Changes During the Sampling Phase
During the sampling phase, chances are that you’ll go through a series of tweaks and changes before you nail down a product to confirm for mass production. These changes, albeit needed, also bring about another wave of phenomena in your China project management that you want to be on guard for.
Changes change timing
1 day doesn’t always equal 1 day.
Changes may cause the supplier to need 2 more days on the front end. But those 2 days on the front could potentially equal 2 weeks on the back end. In other words, 1 day delaying in confirmation can cause the factory to bump you to a different schedule (material booking, labor) or it can cause missing a certain shipping date.
When it comes to time and changes, remember that 1 day doesn’t always equal 1 day.
If timing is a factor (as it so frequently is when doing event or launch merchandise), then a question you want to have in your arsenal is: “How much time will this add to the process?”
Then you don’t want to only ask that 1-time. You may ask that and the supplier responds, “it doesn’t change time”. Ok, ok put that answer in your back pocket, but don’t fully buy it. Chances are, when you asked that, the supplier didn’t consider, a, b and c.
As time progresses, but not too far along, based on the fact that you made changes during the process, go back and ask again for a reconfirmation on timing.
Cost changes high possibility
Consider any change that’s going to incur more costs, will likely cause an increase in your price per piece. Don’t think that if you don’t mention it, the supplier won’t. This is a slight possibility, but what will probably happen is you’ll think that the change won’t affect pricing but you’ll see the pricing change later on and will get bummed out.
If something adds more material, an additional process to the production line (ie more labor), then price changes are reasonable. Professionally request / negotiate with the vendor to keep the cost as close to the original as possible.
It can get hairy when the “change” is more of a correction the supplier should’ve (?) considered in the first place…
Factory motivation also changes
This one’s tough to explain, but here we go…
Many times, you’ll find that starting out, the factory seems reasonably stoked and willing to get the initial sample done.
Then you make changes.
They may make the next sample and then you find that on this 2nd sample, there’s another tweak or 2 to get the product right.
Or you may find, that once the factory made the 2nd sample, they changed something else you didn’t authorize…or they weren’t careful and unintentionally changed something. Or weren’t intentionally careful; however you want to word it.
Then, the factory motivation lets out like air from a balloon. In worse-case scenarios, instead of adding their own insight, they go into what I call, “do-whatever-you-say” mode. But they don’t even do that willingly.
So if your next requested change actually has an error from your side (ie you asked for something that’s not advisable), they may be too bummed to catch it or consult you to consider differently.

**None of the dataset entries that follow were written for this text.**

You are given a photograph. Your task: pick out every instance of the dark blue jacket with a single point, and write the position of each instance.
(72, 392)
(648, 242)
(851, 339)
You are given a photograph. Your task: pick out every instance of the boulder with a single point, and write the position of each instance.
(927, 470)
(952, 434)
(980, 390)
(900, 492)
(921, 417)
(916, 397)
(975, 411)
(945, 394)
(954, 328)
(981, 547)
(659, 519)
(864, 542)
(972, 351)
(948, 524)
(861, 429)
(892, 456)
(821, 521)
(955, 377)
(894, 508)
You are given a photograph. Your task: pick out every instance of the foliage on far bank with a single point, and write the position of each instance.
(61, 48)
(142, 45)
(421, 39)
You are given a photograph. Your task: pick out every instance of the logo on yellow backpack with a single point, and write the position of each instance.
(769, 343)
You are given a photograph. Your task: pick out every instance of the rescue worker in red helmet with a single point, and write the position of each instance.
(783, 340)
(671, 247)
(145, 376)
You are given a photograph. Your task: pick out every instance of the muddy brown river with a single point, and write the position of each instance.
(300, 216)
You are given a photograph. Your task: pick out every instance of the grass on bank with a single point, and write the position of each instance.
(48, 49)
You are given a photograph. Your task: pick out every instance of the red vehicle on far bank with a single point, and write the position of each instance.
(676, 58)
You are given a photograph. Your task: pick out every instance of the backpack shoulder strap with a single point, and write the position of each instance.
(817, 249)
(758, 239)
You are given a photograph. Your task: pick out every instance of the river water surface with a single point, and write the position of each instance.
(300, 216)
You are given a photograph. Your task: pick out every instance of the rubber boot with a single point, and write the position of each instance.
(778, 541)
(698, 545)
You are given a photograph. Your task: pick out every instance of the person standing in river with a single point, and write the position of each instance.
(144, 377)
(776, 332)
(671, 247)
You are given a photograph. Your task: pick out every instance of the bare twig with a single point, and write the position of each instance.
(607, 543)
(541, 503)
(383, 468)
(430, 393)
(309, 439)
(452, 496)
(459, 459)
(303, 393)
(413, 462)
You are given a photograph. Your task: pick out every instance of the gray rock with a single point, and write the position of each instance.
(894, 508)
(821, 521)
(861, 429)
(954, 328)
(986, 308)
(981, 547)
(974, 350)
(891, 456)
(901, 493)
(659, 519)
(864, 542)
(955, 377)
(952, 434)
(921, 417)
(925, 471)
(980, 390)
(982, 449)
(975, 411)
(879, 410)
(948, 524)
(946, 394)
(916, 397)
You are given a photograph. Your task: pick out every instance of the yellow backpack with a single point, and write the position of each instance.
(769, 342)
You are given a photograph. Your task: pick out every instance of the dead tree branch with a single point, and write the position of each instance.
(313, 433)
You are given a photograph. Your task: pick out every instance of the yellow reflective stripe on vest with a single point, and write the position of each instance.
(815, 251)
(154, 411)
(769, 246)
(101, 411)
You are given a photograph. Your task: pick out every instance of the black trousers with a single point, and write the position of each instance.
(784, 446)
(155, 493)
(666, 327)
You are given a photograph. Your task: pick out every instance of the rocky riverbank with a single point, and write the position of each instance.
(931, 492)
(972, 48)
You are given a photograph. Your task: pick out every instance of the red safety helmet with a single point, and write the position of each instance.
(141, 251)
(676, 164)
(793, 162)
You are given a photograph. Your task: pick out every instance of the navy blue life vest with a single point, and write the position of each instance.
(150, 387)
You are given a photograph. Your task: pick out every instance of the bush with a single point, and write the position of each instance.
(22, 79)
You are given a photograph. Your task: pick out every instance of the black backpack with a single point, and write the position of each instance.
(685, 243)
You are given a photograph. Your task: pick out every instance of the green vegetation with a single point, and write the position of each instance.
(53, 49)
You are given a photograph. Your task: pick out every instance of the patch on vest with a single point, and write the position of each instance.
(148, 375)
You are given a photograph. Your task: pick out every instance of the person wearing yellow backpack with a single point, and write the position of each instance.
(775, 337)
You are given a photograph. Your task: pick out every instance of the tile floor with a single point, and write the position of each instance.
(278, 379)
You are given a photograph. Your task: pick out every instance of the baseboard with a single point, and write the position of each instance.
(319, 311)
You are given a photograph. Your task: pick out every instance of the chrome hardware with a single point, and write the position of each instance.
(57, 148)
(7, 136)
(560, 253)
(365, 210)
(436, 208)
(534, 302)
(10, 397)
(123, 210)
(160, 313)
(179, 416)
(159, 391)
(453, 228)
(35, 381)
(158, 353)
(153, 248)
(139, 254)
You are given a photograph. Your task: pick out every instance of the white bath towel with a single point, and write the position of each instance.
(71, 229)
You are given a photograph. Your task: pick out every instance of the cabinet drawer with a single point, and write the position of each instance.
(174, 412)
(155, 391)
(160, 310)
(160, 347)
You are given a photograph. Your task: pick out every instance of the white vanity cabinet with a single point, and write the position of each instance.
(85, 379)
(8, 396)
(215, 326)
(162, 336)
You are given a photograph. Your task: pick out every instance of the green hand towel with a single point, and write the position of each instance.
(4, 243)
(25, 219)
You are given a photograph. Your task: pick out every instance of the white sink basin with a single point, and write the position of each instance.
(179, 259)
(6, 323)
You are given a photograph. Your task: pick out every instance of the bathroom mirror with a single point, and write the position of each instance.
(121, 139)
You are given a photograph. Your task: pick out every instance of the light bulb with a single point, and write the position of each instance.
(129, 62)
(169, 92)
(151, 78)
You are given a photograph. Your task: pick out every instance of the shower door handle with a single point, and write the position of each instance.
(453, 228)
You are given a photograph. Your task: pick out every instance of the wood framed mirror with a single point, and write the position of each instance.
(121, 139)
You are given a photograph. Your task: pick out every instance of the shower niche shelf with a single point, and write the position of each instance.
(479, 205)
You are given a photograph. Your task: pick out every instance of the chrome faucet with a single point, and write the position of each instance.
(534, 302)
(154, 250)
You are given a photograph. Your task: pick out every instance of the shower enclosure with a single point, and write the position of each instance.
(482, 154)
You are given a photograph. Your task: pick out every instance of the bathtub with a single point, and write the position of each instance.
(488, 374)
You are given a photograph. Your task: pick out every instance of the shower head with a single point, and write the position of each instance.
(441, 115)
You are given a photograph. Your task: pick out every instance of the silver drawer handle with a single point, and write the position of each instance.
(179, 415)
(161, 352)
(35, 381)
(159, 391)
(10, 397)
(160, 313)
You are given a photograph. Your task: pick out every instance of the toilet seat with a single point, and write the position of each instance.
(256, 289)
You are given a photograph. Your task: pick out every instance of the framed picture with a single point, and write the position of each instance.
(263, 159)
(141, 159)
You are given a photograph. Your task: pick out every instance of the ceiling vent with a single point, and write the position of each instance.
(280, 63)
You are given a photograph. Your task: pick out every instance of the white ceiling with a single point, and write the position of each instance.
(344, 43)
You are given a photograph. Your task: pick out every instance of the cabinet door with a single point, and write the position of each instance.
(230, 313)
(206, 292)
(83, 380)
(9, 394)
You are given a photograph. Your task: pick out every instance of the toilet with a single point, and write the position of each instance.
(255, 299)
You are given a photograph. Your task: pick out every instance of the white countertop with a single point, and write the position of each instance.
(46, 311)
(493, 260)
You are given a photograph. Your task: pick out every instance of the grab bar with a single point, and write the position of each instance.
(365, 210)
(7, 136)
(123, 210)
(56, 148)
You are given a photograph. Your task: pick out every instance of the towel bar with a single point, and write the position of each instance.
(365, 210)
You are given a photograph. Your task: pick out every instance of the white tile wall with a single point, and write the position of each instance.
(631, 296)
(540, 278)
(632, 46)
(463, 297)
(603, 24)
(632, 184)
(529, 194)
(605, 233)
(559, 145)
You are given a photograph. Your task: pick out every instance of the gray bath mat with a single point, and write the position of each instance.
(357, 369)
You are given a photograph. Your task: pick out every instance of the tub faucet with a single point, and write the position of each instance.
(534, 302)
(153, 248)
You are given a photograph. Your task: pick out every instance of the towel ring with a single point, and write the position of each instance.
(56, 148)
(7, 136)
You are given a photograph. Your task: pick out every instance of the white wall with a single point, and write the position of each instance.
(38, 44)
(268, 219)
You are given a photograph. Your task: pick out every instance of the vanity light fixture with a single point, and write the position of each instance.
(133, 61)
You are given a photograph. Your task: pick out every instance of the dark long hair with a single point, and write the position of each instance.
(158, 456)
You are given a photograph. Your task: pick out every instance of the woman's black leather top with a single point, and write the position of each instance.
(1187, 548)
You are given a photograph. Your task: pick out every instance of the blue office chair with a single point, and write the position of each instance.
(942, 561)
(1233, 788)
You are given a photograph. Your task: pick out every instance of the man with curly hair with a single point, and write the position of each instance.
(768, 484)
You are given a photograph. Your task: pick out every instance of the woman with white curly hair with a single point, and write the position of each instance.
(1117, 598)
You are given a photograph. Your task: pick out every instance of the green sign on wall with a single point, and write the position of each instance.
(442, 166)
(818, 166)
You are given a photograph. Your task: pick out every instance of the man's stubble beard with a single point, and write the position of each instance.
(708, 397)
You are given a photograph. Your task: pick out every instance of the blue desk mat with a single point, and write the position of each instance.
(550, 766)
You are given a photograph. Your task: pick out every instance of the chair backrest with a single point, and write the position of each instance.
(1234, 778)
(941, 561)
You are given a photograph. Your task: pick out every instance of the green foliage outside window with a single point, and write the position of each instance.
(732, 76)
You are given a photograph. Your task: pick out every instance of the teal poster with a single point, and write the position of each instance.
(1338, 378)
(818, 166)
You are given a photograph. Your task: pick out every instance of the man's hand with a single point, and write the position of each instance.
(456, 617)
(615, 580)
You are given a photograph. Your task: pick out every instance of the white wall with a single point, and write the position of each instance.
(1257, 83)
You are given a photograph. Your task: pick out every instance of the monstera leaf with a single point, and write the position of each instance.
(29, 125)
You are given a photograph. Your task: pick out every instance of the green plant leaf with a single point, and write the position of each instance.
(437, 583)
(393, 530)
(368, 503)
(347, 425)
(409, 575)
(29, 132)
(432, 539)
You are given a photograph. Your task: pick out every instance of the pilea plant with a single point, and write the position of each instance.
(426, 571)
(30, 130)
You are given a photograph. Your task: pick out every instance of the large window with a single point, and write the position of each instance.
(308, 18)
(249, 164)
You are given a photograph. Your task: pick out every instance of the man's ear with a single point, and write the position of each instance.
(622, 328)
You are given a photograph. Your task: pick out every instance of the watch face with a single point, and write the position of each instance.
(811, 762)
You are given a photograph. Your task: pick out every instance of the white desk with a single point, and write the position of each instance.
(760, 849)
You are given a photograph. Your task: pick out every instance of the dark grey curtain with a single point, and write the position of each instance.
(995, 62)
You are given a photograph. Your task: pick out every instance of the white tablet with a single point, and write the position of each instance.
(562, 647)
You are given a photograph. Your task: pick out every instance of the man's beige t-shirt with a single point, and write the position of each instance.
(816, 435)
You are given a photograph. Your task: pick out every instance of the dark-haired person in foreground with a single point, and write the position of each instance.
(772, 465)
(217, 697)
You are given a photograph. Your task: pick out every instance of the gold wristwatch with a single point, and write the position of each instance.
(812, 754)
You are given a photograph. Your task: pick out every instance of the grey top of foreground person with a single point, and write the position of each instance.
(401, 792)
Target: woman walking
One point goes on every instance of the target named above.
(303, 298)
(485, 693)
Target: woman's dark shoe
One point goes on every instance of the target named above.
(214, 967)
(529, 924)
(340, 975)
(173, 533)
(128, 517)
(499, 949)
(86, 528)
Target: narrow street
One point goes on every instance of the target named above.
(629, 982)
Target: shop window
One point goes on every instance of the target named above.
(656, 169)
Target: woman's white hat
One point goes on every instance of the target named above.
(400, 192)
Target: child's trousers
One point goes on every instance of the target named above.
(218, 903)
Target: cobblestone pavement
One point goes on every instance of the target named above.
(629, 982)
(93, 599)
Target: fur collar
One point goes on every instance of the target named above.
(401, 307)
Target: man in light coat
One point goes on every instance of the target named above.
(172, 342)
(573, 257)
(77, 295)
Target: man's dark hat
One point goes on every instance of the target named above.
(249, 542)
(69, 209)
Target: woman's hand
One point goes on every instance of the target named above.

It’s as if not only do they lose motivation, but they allow your need for changes to now dull them on their own basic product knowledge of THEIR OWN product. It’s sort of the impatience of the fast-paced culture that exists in modern China. If the trigger isn’t immediately pulled on a project, then the suppliers seems to become discouraged.
How to combat:
Mindset after multiple changes
Keep your organization. Have record of each change, what exactly was to change and what should’ve stayed the same.
Have dates of your changes.
Factories, lose perspective on the job, records get cluttered. They can tend to get stuck on the “Law of Lasting 1st Impressions.”
Even after these changes, how will mass production differ?
That’s a real stickler; as you’re making changes, double confirm with the factory, that the supply chain is available for mass production.
Keep in mind that changes aren’t simply a new interval stuck into the timeline but are mini disruptions that enter the process.
Good suppliers are able to pivot.
But even the best suppliers may have obstacles in implementing along the way, while not missing a beat.